El año pasado, el Instituto Colombiano de Antropología e Historia (ICANH, la institución a cargo del patrimonio arqueológico del país) hizo el inventario completo de los sitios y ahora está haciendo un mapeo, predio por predio, que permita entender quiénes viven en el área. La idea es formular un plan de manejo con la comunidad, que identifique los usos permitidos y prohibidos, para ojalá declarar el área arqueológica en 2018.
Igual que sucede con los bosques y la fauna, la única manera viable de conservarlas es con la gente de comunidades como Raudal.
“Debemos concentrarnos en la economía que generarían si se conservan bien. Ese incentivo es, siendo realistas, el único que funciona”, dice Urbina, una de cuyas obsesiones personales es poder impulsar un programa nacional educativo en torno a la arqueología y la paz. “O si no, nos puede pasar lo del África mediterránea, donde el 75 por ciento de las pinturas rupestres terminaron saqueadas y en colecciones privadas en Europa”.

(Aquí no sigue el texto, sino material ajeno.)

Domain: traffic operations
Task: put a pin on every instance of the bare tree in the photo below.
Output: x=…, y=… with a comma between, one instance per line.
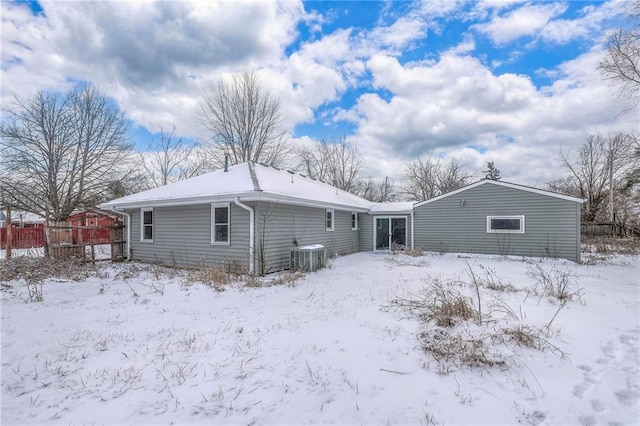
x=378, y=192
x=492, y=171
x=169, y=160
x=337, y=163
x=431, y=177
x=600, y=170
x=621, y=64
x=244, y=121
x=61, y=152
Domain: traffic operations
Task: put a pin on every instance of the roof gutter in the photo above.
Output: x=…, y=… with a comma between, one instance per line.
x=128, y=216
x=251, y=233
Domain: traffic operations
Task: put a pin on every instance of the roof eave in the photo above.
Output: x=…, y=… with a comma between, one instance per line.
x=244, y=196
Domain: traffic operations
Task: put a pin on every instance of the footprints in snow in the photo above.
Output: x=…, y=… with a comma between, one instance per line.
x=615, y=372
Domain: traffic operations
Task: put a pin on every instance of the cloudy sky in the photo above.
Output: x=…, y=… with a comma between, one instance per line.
x=508, y=81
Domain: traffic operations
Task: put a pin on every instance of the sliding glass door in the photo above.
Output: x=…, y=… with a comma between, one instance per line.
x=390, y=232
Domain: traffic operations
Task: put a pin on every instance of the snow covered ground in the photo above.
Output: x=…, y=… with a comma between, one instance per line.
x=138, y=345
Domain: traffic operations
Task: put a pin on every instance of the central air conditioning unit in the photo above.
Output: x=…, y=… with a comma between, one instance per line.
x=308, y=258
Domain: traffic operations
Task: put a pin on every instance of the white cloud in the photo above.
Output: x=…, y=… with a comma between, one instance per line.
x=455, y=103
x=523, y=21
x=151, y=57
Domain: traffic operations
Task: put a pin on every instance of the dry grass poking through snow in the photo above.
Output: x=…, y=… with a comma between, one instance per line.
x=476, y=329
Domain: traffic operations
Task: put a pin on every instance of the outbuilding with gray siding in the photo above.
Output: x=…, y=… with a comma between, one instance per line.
x=494, y=217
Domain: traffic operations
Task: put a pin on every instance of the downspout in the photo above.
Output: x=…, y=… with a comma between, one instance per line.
x=251, y=233
x=412, y=230
x=128, y=216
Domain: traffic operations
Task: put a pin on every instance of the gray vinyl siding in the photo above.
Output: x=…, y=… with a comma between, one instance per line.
x=365, y=228
x=182, y=237
x=552, y=225
x=279, y=225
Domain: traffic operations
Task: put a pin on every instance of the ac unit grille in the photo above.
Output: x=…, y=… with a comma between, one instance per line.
x=308, y=258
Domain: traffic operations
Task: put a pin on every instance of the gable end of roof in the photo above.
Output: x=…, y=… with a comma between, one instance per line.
x=503, y=184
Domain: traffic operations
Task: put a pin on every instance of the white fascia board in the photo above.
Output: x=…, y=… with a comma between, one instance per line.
x=244, y=197
x=505, y=184
x=275, y=198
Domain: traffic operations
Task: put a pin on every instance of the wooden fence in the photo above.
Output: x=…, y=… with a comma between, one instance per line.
x=23, y=238
x=65, y=241
x=32, y=237
x=592, y=229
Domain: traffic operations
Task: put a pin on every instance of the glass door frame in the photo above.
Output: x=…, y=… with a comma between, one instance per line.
x=389, y=231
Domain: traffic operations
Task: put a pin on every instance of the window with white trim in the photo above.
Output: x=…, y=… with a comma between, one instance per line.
x=505, y=224
x=330, y=219
x=146, y=224
x=220, y=221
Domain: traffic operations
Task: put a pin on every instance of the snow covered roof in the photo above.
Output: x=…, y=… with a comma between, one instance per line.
x=392, y=208
x=249, y=182
x=504, y=184
x=22, y=216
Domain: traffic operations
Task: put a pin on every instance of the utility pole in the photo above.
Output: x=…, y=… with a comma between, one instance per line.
x=9, y=232
x=611, y=213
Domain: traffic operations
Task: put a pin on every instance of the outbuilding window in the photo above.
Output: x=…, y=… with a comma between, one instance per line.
x=329, y=216
x=505, y=224
x=146, y=225
x=220, y=223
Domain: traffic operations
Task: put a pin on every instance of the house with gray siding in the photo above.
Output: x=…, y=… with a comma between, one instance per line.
x=248, y=217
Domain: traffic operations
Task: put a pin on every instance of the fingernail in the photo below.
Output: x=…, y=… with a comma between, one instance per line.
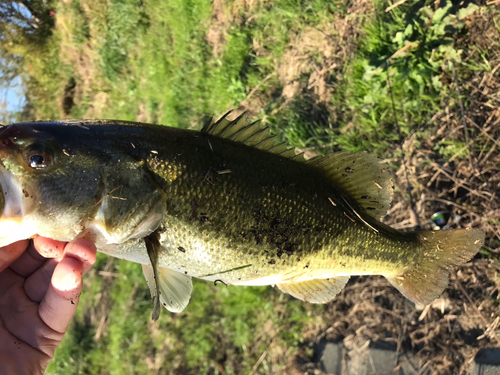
x=67, y=276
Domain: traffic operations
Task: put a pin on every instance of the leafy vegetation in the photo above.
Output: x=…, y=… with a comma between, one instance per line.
x=174, y=62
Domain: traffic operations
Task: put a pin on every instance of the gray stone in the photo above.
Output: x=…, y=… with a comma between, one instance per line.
x=329, y=355
x=381, y=358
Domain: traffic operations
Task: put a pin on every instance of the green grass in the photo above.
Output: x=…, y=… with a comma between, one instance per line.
x=151, y=60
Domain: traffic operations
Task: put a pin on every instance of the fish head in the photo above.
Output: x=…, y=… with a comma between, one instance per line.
x=49, y=182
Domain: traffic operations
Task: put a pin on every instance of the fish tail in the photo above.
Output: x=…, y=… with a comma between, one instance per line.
x=439, y=251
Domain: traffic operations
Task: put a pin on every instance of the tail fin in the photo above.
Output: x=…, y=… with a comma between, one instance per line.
x=439, y=251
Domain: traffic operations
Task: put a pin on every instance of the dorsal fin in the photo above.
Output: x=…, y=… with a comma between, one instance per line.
x=250, y=134
x=361, y=175
x=358, y=174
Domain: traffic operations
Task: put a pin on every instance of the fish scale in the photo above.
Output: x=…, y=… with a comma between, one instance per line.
x=228, y=204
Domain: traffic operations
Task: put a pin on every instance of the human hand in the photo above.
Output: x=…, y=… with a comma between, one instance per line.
x=40, y=284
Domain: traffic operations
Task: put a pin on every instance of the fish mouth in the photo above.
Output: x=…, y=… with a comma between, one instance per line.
x=11, y=207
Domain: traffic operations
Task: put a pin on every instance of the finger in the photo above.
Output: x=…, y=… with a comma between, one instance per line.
x=61, y=300
x=82, y=250
x=9, y=253
x=36, y=255
x=37, y=284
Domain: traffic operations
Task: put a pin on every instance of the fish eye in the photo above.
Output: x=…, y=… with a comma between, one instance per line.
x=38, y=157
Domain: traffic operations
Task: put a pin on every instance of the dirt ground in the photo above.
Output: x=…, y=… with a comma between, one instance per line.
x=445, y=336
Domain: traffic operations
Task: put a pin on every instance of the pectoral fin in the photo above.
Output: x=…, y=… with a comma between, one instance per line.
x=317, y=290
x=170, y=288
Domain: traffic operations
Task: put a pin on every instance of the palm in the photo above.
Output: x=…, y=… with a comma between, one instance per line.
x=37, y=300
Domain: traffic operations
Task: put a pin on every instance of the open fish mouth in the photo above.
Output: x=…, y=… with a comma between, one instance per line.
x=11, y=206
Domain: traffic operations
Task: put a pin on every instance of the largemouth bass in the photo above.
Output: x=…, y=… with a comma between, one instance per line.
x=228, y=204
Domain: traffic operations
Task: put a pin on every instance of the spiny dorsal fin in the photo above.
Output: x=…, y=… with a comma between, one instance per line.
x=250, y=134
x=360, y=175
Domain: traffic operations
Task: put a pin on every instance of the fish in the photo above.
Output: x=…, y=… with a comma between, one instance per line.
x=228, y=204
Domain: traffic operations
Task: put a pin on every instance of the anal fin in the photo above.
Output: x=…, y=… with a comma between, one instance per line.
x=316, y=290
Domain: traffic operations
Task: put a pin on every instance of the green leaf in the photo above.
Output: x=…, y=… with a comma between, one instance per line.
x=464, y=12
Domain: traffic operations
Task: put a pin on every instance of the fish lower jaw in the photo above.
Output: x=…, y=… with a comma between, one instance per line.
x=13, y=227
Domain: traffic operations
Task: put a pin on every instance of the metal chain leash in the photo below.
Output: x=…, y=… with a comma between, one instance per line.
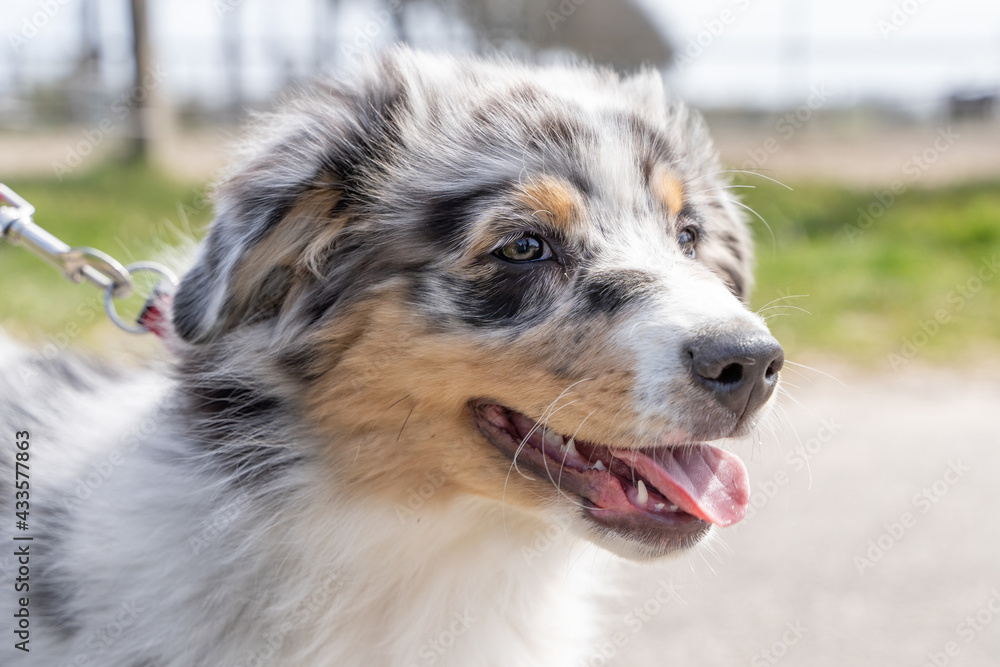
x=77, y=264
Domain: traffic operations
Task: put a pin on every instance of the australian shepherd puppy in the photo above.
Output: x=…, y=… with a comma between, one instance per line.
x=446, y=306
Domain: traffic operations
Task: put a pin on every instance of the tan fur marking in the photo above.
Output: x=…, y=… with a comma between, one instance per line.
x=668, y=187
x=553, y=199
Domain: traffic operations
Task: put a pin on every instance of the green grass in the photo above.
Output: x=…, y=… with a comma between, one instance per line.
x=867, y=291
x=882, y=285
x=131, y=213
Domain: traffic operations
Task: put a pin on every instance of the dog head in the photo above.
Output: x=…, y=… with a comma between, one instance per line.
x=524, y=284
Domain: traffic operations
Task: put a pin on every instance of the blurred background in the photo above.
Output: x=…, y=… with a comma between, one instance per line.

La fórmula para lograrlo puede estar en el Raudal del Guayabero y en modelos que conviertan a las comunidades en socios de la conservación, como sucedió con estos antiguos cocaleros que hoy son guarda-ruinas.
Por lo pronto, Disney y sus compañeros tienen un plan: quieren hacer un sendero ecológico entre las pinturas y el caserío, que ayude a educar a los visitantes sobre el bosque y los animales que viven allí, como los monos churucos.
* Este reportaje se hizo gracias a una beca de reportería del Earth Journalism Network en temas de biodiversidad.